11人が本棚に入れています
本棚に追加
「俺、女の人を好きになったの初めてなんです」
彼の腕から逃げられない。腕に力が入らない。これもきっとお酒のせいだ。だから、今は彼の台詞に耳を傾けるしかない。
「早路さんから見たら俺なんてガキみたいなもんかもしれません。でも、真剣なんです。本当に好きなんです。こういう時にどうしたらいいのかなんてわかりません。ただ、このまま行かせたら俺はずっと後悔すると思うんです。だから、行かないで下さい」
言い切ると、私を抱く力がいっそう強くなった。痛いくらいに、椎名君へと押し付けられる私。逃げたいのに、体に力が入らない。催眠でもかけられているように思考が麻痺する。離して、って言わなきゃいけないのに、言葉が出ない。口は開いているのに呼吸するのすら苦しい。

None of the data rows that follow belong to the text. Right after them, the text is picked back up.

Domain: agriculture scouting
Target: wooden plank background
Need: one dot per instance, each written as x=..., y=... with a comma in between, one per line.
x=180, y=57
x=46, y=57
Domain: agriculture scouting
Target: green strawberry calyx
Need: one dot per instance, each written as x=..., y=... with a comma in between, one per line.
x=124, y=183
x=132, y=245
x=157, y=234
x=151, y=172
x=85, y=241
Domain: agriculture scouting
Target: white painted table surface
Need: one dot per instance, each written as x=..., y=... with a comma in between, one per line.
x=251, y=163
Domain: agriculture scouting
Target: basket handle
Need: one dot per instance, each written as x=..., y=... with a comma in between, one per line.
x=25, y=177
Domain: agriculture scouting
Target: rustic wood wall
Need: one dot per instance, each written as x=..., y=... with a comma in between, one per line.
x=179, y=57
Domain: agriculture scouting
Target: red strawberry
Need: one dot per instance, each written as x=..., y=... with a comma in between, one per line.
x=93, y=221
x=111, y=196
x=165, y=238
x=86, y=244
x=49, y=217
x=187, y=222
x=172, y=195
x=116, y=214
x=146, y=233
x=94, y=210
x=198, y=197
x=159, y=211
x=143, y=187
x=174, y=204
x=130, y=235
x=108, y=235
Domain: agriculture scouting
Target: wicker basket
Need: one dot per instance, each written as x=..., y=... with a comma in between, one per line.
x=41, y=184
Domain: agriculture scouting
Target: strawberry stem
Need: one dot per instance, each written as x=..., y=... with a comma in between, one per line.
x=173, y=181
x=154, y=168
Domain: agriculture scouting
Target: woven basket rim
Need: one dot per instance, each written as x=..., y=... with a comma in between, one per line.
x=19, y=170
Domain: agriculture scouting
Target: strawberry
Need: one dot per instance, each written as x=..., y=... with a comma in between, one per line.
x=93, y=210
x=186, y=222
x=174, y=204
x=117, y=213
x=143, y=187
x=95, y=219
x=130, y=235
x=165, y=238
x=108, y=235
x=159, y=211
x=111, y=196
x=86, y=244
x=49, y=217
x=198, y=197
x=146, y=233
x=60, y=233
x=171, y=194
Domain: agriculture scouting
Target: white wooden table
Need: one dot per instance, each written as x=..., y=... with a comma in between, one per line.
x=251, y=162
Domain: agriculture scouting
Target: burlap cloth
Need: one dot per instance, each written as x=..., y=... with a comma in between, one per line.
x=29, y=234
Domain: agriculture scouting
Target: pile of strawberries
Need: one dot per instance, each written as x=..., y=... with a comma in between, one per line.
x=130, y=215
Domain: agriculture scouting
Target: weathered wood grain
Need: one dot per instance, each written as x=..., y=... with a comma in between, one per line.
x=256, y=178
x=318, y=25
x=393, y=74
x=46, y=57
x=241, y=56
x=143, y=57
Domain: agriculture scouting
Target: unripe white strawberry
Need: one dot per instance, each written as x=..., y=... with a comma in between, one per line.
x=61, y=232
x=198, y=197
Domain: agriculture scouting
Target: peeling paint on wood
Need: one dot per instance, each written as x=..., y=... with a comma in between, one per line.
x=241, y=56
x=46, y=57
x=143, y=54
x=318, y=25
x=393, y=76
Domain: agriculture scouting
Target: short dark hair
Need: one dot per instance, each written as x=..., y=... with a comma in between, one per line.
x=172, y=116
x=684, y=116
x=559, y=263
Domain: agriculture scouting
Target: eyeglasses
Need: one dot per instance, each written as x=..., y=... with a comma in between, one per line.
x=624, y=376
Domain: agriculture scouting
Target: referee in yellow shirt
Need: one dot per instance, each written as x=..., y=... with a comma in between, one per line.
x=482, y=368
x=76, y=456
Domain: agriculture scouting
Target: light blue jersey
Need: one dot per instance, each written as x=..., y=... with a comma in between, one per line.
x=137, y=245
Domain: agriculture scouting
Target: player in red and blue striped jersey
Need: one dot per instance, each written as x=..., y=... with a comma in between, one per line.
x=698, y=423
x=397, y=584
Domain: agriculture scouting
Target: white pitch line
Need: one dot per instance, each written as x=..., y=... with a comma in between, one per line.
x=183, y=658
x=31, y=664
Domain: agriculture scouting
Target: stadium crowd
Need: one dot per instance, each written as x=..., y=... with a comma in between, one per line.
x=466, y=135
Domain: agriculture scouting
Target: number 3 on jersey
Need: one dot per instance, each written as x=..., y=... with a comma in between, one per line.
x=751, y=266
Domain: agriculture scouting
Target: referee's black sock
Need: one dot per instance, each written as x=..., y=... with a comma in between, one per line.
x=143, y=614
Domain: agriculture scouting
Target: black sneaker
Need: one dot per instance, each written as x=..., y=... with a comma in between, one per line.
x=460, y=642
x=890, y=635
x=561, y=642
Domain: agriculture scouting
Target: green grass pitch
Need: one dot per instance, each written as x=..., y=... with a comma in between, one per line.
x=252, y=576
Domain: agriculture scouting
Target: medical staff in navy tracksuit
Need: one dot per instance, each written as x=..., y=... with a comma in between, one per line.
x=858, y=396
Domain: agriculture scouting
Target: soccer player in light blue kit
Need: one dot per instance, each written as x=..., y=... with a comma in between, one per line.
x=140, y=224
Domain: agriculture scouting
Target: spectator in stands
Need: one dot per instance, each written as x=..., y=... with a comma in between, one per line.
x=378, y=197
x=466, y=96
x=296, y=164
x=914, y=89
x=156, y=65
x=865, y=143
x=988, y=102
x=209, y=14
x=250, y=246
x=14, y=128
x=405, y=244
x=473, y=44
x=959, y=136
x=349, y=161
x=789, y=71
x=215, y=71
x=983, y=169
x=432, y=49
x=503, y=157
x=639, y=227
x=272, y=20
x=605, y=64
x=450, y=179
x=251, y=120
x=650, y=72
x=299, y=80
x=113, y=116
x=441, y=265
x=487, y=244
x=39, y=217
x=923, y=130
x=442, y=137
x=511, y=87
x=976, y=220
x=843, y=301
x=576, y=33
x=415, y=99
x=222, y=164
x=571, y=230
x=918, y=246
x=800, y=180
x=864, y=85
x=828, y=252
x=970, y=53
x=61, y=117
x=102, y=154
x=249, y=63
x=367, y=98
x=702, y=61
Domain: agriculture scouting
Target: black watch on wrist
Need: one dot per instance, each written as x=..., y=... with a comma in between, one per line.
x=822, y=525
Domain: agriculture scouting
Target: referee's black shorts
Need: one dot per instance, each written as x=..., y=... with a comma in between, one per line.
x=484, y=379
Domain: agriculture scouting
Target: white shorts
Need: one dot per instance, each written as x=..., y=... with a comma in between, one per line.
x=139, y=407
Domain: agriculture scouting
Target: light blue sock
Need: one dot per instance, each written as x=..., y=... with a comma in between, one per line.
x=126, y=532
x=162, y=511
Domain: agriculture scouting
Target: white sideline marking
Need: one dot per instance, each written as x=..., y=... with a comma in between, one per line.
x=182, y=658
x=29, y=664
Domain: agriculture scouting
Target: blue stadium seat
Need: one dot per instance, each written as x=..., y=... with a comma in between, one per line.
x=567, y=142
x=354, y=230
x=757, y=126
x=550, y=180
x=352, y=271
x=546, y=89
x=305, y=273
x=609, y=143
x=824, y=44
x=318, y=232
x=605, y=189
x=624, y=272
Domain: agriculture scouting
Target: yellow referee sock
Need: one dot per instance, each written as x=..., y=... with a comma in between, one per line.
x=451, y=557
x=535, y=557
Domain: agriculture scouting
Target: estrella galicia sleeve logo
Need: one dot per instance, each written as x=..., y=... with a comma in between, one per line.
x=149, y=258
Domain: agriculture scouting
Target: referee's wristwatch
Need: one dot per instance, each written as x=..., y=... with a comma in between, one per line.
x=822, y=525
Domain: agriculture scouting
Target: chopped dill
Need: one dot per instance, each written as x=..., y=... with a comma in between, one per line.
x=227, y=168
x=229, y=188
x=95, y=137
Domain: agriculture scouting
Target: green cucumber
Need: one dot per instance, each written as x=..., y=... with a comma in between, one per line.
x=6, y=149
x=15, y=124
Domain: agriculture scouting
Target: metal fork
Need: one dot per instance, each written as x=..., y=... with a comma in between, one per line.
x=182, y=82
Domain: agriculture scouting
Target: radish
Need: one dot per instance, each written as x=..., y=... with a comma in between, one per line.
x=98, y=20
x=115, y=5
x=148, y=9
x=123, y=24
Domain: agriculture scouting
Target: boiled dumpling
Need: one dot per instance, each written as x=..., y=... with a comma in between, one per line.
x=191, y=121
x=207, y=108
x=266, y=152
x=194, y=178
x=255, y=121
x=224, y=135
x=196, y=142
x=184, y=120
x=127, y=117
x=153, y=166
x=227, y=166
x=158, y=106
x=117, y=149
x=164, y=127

そのままどれくらい経ったのだろう。何分にも、何時間にも感じられるけど、たぶん実際は数秒だと思う。椎名君が腕の力を弱めた。
一人暮らしを始めた時のような開放感と、夜中に窓の軋む音を聞いた時のような不安感に支配されて顔を上げる。椎名君の顔が目の前にあった。
「もう一度、言います。俺と付き合って下さい」
「…………嫌、よ」
即答出来なかった。数日前は何も考えないでも自然と出てきたのに、今は無理やりに拒絶の意思を押し出した。
最初のコメントを投稿しよう!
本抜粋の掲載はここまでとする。